Aveva scelto la mia finestra come suo teatro segreto. Ogni giorno, alla stessa ora, si posava su un ramo basso dell’albero di fronte, come se avessimo stretto un patto silenzioso. Io uscivo sul balcone e lo salutavo, e lui mi restituiva uno sguardo breve ma intenso, carico di quella silenziosa intesa che solo la natura sa concedere. L’ho fotografato tante volte, e in quasi tutte le immagini, i nostri occhi sembravano davvero incrociarsi, come se fossimo due creature diverse che, per un istante, si riconoscevano.
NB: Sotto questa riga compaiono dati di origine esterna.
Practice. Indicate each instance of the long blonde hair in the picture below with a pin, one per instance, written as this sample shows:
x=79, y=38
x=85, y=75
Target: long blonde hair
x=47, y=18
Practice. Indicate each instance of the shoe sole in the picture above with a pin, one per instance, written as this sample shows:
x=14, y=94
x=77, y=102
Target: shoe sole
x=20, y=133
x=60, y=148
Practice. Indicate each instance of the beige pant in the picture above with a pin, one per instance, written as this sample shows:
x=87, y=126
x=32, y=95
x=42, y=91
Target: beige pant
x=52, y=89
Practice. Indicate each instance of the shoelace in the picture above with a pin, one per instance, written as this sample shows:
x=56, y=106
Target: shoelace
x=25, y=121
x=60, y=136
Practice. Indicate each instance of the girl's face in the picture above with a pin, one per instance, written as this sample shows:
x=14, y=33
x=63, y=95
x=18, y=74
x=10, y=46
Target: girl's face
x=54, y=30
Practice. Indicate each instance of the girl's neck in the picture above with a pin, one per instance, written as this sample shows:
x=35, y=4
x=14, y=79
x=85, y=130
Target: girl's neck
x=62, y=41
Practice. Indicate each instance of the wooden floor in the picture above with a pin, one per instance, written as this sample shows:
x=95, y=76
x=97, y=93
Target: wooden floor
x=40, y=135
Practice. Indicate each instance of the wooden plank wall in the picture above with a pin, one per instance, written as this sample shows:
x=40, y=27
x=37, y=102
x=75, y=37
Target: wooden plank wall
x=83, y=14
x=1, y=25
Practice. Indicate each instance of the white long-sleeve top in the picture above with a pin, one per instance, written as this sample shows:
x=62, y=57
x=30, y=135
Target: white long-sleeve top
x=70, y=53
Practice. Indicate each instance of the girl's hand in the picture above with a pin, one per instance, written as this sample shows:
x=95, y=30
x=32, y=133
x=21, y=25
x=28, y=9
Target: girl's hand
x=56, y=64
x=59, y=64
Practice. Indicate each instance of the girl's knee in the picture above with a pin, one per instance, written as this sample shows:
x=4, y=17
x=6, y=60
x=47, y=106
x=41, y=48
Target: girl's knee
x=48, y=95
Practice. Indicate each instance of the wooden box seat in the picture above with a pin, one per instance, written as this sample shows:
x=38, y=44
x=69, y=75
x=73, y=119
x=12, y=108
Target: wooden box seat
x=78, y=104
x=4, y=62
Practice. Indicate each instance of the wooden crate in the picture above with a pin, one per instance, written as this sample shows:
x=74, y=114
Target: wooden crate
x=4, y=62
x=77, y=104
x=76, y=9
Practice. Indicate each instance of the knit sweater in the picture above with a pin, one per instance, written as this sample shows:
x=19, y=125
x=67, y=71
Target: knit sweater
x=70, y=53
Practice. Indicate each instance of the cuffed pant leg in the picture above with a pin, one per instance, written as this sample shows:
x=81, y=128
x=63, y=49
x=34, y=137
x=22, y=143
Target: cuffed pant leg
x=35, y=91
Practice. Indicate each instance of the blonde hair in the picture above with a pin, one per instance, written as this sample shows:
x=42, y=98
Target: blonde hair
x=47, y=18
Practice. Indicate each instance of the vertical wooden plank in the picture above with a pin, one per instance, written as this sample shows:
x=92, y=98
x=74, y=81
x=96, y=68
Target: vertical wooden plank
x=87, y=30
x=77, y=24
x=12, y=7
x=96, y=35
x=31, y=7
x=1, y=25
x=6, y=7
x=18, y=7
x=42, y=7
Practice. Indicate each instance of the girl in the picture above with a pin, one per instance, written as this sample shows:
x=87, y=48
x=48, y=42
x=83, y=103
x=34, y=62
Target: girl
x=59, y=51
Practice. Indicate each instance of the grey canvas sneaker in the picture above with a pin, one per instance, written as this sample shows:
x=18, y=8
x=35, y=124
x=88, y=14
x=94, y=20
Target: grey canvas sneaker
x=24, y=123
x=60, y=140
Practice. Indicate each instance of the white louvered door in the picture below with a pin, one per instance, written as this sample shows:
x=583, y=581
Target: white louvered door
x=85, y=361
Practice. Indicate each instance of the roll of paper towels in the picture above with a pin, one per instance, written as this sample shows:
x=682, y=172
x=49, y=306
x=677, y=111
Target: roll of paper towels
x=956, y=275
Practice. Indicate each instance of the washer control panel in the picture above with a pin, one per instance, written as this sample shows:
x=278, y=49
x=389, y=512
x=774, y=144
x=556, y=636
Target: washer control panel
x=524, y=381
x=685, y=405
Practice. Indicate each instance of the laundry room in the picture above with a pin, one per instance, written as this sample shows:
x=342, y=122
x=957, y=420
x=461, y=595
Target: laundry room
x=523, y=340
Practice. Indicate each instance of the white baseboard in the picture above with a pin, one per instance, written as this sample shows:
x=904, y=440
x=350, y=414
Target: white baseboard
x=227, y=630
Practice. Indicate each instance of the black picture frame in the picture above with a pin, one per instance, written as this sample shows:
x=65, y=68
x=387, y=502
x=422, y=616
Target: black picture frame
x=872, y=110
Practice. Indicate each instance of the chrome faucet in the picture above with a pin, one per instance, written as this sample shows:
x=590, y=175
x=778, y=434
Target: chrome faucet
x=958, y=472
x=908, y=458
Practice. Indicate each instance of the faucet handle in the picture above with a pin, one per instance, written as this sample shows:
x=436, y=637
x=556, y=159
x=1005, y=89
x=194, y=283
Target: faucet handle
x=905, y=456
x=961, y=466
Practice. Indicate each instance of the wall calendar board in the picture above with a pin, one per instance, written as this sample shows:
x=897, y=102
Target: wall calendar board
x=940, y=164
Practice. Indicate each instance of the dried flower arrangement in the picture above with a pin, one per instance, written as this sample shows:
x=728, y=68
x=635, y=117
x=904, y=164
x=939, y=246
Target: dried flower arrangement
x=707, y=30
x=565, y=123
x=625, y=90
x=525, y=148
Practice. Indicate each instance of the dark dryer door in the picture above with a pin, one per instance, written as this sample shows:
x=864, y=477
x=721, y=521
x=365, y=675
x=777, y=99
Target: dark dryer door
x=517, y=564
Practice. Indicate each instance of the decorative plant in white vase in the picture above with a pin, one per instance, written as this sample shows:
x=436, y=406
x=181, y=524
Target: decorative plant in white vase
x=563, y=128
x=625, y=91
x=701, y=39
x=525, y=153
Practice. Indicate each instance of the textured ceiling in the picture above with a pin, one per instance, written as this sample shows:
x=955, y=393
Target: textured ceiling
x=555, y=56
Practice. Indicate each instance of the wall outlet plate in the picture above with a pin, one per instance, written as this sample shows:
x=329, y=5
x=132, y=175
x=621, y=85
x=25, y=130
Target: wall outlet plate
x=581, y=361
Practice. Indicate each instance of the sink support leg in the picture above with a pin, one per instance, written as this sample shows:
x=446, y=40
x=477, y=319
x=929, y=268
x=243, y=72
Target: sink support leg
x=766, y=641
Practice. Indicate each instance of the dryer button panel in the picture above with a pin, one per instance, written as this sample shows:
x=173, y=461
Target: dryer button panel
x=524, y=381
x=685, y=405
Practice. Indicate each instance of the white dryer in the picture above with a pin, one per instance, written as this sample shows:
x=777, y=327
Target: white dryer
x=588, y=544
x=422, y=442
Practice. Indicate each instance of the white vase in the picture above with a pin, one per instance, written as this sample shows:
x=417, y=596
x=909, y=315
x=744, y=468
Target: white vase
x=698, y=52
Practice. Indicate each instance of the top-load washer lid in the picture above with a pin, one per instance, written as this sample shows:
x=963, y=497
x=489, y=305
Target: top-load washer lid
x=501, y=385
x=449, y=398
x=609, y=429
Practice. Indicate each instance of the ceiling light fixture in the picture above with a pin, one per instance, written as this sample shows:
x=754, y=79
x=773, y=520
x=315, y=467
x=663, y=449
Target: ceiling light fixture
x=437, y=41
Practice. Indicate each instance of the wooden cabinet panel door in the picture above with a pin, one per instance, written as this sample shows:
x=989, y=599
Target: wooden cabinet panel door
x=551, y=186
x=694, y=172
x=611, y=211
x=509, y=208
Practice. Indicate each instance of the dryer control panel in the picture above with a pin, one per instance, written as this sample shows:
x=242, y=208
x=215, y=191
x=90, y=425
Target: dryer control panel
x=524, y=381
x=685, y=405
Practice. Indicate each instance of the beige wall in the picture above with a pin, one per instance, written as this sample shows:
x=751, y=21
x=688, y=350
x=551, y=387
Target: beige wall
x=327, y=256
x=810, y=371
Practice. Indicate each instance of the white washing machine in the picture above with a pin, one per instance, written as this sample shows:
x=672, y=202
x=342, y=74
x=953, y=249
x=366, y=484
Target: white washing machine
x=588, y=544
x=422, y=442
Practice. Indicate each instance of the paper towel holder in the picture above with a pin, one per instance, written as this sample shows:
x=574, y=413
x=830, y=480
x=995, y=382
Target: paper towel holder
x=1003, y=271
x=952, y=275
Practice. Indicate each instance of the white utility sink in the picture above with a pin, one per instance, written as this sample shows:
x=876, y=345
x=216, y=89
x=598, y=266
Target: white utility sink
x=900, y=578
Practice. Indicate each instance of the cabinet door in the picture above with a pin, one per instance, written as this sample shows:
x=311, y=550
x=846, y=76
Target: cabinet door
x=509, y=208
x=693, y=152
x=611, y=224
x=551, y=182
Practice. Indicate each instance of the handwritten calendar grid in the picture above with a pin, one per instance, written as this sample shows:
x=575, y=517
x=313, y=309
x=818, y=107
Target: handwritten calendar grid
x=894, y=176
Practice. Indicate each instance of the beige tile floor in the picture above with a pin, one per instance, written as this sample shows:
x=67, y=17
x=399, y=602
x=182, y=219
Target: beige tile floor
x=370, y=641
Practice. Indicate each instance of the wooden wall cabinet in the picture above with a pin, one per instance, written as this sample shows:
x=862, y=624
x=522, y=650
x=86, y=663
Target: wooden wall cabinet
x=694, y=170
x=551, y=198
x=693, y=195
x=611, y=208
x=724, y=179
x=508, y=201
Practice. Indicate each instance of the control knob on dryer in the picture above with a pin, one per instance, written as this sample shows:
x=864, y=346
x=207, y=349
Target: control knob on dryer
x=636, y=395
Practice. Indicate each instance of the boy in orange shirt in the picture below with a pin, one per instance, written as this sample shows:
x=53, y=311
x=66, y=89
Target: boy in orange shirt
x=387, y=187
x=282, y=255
Ora ha trovato l’amore. Ha scelto un ramo più alto per costruire il suo nido, ha trovato qualcuno con cui dividere il cielo e la cura. Lo vedo meno spesso: ha un’altra vita da custodire, un tempo diverso da onorare. Porta cibo, canta richiami, sorvola il nido con la grazia premurosa di chi ama.
L’altro giorno l’ho rivisto. Il suo volo non aveva la spavalderia di chi sfida l’aria, ma la dolcezza di chi la attraversa per proteggere ciò che ama. Non era libertà fine a se stessa, ma libertà che si fa casa, che si fa offerta.
Vorrei incrociare di nuovo il suo sguardo, anche solo per un istante. Non per possederlo, ma per sentire ancora una volta quel miracolo muto di riconoscimento tra due mondi. Ma ora mi basta saperlo là, a librarsi con ali piene d’intenzione. Perché quella stessa libertà che un tempo lo portava lontano, ora lo guida a tornare, ogni volta, verso ciò che ama.
E forse, guardando lui, imparo anch’io a riconoscere la bellezza della libertà che si fa dedizione. Un volo che non fugge, ma accarezza.